As she’d wandered through its endless caverns, making her observations and drawing her maps, Kirsten Greentree had also speculated as to how such a structure could exist, a huge valley in the middle of such a ring of mountains, and had come to the conclusion that the ancients had made it. It wasn’t natural. She’d also concluded that the underground caverns themselves were part of a vast labyrinth built by the ancients, though in months and months of exploring them she’d never come across so much as a mark of theirs. But the walls were too straight, the floors too even, the slopes designed perfectly for elven feet, and here and there were even signs that fires had once been burning, ancient scorch marks from torches held in the walls.

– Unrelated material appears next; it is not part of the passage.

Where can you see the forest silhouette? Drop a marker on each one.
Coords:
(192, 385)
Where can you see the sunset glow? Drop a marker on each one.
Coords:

Yet if it was an ancient fortress as she’d suspected, and which made sense given what else Dava had told him of the necromancer, it was vastly different to the ones the other ancients had been found in. For a start there were no traps, except that as Alan suspected from her writings, there might well have been a spell of disorientation on it, since she’d never found any of the main caverns. Even she’d suspected the same as she kept finding herself back at the beginning and all her maps showed the caverns twisting and turning in great endless loops and spirals. In six full months of exploring and mapping the labyrinth she’d crossed and re-crossed her own path on a nigh on daily basis, often without ever knowing where she’d rejoined the e
xplored caverns.
Now though he suspected, with the necromancer awake again, the traps would likely be set. It would take an army, even after his own armies had been destroyed, to reach him and destroy him, and the cost would be terrible.
Sir Neeveon the Bold’s works turned out to be another set of maps and drawings from an explorer’s travels, but in his case Sir Neeveon the Bold had been a knight of the Order of the Blessed from nearly two thousand years before. Half a millennium before the necromancer had first struck. As such he had believed in meticulous record keeping, and somehow, probably because when the Order had been vanquished a century or two later its members had fled to all parts of the world and taken their works with them, they had ended up in the hands of the high elves of Heartsong. That was the good news.
The bad news was that records written on paper that long ago, even with the restorative magics of the elven librarians, were badly faded. The worse of course was that the Order had believed strongly in the need to record the good and righteous in the world, but they tended to destroy anything that smelled of dark magic or evil. Thus as Alan slowly ploughed his way through the volumes and volumes of faded brown pages all loosely held together with twine, he saw entry after entry where Sir Neeveon simply reported coming across a shrine to something less than righteous and destroying it. In keeping with his vows he naturally recorded nothing about what it had been, looked like or what it had said, only the feel of evil or strangeness that had been upon it.